About 'Alpha+Good'

Alpha+Good (sort of a bad wordplay on Orwell and machismo) is a side project that belongs to 'Onklare taal' ('Unclear language'), the umbrella of several of my literary projects in Dutch. This section is almost exclusively in English and comprises my ongoing thoughts on progress, gender, politics and various other social themes. Are you a little lost? This link will take you right back to my home page.

Tuesday, January 21, 2014

Rhetorics of progress (II): Logic alone won't get us anywhere

Having a good grasp on logic and epistemology is a huge advantage in any debate. It can be very frustrating if people use logical fallacies or non-sequiturs, although they can be seductive fallbacks. I won't list them here: this Wikipedia article does a very good job at explaining them.

But, while logic is incredibly useful in any context, it's not the only ally in a debate, not in the least when talking about the politics of progress. We all know that one person who keeps hammering data (or the lack thereof) and who conveniently ignores lived experiences. It's true that 'lived experience' doesn't count as a valid argument, but it is not completely invalid either. In identity politics, certainly, it matters a great deal.

That brings me to empathy. Adopting someone else's perspective may never be completely possible, and there's always a danger of shunting what is your understanding of another person's perspective into what you label as empathy, but all we can do is our best.

Demagogues on the right love portraying the left as faint-hearted in an essentially cruel and cold world, but what they call faint-hearted is actually an insistence on not dismissing anything but one square perspective.

For example, hounding a transgendered person for cold logic and facts when they want to talk about transphobia is not just counter-productive, but is as much part of the problem they want to discuss.

Consider this: someone is saying they're feeling sort of depressed. Do you take out the DSM manual and start going over all the checkboxes to ascertain they are actually depressed or were just using everyday exaggeration?
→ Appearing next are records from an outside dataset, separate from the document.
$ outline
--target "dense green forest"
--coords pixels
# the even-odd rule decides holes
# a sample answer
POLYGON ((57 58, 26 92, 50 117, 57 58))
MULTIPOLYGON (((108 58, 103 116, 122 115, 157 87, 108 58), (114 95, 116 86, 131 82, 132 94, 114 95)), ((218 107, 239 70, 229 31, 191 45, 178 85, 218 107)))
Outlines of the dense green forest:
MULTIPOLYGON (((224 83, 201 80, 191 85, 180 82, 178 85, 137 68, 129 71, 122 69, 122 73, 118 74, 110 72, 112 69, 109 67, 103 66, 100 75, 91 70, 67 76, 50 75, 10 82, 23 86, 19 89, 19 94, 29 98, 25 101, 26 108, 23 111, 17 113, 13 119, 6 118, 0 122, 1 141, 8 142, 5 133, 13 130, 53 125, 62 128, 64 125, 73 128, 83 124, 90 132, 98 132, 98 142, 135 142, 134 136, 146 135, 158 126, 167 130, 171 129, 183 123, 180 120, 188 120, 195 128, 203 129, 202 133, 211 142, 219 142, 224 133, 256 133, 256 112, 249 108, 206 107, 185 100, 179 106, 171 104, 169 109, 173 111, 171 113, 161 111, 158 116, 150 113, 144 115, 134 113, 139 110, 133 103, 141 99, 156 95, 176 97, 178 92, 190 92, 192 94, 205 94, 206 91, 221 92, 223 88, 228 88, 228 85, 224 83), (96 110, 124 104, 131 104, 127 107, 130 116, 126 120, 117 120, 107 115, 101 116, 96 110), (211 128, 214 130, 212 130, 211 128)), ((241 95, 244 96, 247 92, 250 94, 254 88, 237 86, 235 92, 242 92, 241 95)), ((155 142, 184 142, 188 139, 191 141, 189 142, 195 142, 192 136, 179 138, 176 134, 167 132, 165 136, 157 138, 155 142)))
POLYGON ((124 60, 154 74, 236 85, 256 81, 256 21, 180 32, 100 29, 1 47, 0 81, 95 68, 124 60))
That brings me to a final point. Logic and the scientific method are a cornerstone of progress on many fronts and can serve you in all sorts of circumstances. Scepticism is extremely important, but in circumstances where people are not explicitly arguing for one of the other, it can be a real conversation killer. Especially if the discussion is not in a field you happen to be an expert in - then suspicion will quickly rise that you're arguing in bad faith, and if the discussion isn't dead already, that suspicion will surely kill it.